Di Malam Kampung Bariat


Karya: Eko Windarto 

Di malam pekat, di bawah langit Papua

Perempuan berkumpul, suara lirih membalut udara

Hutan bukan sekadar pohon dan daun: ia nadi dan jiwa 

Sagu tumbuh di rahim bumi, ubi mengakar di pelukan tanah

Daun dan akar obat menjadi napas menghidupkan kehidupan 

Tempat suci, sakral, warisan leluhur sepuluh marga

Mereka peluk erat, dalam doa dan janji tak tergoyahkan

Namun di balik canda dan harap, datang bisu ancaman

PT Anugerah Sakti Internusa meremukkan sunyi

Tebang, ganti, dan petaka hutan dalam genggaman

Tanah adat terenggut, tanpa suara, tanpa basa-basi 

“Kita tolak sawit datang!” seru perempuan itu.

“Tanah ini darah di nadi kami, bukan ladang uang.”
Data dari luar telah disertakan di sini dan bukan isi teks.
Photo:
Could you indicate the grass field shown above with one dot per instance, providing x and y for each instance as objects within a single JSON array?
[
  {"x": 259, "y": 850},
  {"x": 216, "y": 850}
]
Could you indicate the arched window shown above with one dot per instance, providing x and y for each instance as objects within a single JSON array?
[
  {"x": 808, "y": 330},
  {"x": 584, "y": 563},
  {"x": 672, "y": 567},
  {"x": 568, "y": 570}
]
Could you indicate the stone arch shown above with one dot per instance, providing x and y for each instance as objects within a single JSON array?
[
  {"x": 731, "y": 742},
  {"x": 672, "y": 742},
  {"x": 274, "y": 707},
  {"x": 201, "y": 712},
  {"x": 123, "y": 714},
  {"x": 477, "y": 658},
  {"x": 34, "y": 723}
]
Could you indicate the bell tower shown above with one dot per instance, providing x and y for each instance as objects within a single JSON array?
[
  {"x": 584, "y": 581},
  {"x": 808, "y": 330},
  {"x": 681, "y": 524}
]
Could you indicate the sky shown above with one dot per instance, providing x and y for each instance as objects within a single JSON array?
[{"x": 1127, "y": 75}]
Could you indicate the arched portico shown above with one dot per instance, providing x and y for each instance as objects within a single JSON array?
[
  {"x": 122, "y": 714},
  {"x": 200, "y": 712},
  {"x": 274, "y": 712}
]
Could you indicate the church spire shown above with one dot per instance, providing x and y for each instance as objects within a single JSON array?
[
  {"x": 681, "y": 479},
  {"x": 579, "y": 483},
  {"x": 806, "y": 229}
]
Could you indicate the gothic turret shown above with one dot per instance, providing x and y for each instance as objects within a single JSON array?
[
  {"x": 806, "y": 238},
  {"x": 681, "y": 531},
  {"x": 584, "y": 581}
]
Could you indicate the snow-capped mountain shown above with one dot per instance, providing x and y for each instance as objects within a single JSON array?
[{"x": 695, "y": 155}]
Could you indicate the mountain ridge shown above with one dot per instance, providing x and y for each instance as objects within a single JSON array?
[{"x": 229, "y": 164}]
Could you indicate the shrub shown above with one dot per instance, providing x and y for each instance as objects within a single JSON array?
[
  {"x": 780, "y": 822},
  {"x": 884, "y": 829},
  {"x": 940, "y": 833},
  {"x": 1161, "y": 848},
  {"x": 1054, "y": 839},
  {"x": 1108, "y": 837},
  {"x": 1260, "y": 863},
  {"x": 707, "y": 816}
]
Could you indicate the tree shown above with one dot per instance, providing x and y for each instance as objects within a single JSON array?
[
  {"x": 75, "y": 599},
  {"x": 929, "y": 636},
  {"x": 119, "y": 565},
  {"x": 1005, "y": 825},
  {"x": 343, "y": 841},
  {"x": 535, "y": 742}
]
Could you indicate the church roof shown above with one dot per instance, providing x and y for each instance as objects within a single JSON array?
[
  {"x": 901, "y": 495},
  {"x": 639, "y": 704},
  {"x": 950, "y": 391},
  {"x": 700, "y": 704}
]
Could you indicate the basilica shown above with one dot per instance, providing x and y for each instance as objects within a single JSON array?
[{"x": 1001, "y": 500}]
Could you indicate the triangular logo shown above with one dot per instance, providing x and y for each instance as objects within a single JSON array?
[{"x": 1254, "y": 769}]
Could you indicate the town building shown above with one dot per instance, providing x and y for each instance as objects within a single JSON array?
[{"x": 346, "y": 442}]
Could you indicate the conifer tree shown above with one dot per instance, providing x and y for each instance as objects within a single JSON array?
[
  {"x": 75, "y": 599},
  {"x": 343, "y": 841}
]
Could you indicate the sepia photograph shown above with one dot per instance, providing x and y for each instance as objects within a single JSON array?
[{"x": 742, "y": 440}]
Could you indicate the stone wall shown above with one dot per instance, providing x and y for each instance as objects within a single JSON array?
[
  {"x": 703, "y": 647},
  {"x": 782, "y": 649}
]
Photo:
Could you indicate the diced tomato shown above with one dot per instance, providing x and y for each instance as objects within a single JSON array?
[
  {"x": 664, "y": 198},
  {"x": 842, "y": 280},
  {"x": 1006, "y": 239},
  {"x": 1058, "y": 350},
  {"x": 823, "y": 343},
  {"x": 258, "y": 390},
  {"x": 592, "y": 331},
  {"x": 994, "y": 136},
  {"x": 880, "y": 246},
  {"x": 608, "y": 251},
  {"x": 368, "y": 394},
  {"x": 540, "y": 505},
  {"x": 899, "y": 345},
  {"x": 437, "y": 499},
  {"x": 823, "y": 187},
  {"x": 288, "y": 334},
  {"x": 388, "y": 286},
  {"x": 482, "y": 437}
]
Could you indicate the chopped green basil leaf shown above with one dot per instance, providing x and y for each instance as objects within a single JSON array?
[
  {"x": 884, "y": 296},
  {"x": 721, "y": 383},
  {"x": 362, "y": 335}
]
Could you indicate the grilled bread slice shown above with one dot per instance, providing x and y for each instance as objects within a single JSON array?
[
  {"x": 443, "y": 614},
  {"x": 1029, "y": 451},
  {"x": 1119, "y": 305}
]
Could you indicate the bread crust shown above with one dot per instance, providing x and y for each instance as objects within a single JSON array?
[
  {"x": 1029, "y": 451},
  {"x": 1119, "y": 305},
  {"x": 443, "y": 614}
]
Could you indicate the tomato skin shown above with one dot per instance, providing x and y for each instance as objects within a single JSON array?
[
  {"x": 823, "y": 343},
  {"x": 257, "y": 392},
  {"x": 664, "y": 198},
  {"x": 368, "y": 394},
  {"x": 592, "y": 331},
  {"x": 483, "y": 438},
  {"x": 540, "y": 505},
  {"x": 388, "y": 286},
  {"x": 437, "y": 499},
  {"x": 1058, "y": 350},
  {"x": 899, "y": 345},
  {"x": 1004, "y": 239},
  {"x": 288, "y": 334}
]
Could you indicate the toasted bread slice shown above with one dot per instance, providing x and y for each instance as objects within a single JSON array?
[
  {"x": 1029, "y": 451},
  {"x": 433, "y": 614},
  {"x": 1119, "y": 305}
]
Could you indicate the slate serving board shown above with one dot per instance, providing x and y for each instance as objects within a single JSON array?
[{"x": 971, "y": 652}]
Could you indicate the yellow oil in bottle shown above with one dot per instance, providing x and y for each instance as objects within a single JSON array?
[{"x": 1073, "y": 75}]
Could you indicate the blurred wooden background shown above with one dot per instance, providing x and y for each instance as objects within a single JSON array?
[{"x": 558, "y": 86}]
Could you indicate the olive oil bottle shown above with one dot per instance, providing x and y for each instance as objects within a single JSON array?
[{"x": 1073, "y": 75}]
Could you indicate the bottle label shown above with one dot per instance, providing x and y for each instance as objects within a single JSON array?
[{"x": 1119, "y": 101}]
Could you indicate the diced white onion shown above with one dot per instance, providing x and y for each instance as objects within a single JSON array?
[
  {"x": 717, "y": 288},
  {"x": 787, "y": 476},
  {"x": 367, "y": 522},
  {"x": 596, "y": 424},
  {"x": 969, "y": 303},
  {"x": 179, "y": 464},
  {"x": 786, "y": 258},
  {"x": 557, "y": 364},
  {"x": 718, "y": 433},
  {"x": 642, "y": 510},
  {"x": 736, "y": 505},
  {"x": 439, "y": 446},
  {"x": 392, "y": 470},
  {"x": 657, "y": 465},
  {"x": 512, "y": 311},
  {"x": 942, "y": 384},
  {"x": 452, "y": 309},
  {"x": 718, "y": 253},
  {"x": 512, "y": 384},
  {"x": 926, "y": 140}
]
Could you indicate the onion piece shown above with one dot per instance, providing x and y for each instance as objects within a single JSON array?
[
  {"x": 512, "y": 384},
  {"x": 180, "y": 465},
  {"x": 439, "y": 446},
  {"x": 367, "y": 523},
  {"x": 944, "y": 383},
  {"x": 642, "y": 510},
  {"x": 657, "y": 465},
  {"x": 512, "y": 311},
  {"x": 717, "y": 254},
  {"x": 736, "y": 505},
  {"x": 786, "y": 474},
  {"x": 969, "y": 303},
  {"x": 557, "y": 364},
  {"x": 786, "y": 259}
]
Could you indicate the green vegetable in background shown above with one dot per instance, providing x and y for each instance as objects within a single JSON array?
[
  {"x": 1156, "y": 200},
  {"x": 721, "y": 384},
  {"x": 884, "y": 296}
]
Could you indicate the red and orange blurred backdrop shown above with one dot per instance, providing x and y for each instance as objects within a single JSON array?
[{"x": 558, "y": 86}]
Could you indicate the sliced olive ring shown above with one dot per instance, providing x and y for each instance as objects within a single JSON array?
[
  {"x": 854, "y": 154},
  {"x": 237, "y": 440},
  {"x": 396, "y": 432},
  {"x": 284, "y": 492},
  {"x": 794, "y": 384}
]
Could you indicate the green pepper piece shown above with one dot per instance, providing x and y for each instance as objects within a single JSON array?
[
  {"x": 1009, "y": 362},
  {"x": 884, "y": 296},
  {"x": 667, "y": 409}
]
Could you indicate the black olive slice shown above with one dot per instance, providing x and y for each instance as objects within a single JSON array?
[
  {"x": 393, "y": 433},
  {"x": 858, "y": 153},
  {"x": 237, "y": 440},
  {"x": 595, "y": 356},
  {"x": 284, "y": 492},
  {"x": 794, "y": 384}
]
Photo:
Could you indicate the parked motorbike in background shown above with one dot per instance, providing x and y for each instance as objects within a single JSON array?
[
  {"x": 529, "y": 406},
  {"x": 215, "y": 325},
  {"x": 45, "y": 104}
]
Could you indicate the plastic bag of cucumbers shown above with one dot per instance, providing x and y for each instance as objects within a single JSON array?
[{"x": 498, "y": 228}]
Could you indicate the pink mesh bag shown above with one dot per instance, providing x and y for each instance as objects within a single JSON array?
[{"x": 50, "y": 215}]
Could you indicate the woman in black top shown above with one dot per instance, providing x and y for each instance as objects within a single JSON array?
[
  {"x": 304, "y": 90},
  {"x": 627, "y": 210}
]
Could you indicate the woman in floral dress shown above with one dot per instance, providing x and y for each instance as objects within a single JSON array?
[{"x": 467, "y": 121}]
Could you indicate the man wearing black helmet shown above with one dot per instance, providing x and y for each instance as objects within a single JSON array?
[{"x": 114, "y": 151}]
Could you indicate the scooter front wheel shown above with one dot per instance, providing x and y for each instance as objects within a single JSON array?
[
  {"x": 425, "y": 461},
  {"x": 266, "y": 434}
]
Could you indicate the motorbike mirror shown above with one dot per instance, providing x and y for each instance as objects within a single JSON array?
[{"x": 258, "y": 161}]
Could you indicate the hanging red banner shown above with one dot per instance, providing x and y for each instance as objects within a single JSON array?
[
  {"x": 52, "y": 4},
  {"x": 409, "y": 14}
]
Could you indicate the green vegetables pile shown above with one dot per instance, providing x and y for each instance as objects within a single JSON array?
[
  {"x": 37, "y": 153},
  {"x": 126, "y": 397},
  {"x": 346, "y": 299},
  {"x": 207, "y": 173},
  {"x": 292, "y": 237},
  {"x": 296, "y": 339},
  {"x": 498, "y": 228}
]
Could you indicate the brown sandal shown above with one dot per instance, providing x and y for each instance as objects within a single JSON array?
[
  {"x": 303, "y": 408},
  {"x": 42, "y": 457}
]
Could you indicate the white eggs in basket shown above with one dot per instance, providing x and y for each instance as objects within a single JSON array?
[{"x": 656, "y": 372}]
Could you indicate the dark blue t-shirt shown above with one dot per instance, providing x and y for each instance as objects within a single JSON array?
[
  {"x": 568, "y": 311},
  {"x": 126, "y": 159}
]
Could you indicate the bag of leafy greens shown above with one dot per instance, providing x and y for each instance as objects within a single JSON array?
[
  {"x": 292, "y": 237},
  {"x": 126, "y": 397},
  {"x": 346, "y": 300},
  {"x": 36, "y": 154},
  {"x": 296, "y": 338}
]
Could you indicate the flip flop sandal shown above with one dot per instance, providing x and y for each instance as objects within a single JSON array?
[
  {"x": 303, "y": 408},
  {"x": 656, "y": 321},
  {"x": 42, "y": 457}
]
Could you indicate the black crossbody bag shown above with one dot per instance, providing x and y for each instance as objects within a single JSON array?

Mereka tahu, ini bukan hanya soal hutan

Ini tentang hidup, tentang masa depan yang dirampas

Luasnya sawit, tak terhitung rintih bumi dan manusia

Enam belas juta, dua puluh lima juta hektare

Papua jadi target, lahan begitu luas terbuka

Undang-undang jadi tombak yang menusuk akar adat

Hati-hati, ini gema sejarah yang berputar

Pemerintah Orde Baru pernah menetapkan “hutan negara” tanpa rasa

Lahan adat disetop dengan kepastian “kosong”

Padahal di sana puluhan ribu kampung hidup bersemi

Indonesia dan Belanda, dua wajah satu cerita,l

“Milik kami,” kata mereka, “tak peduli suara penduduk,”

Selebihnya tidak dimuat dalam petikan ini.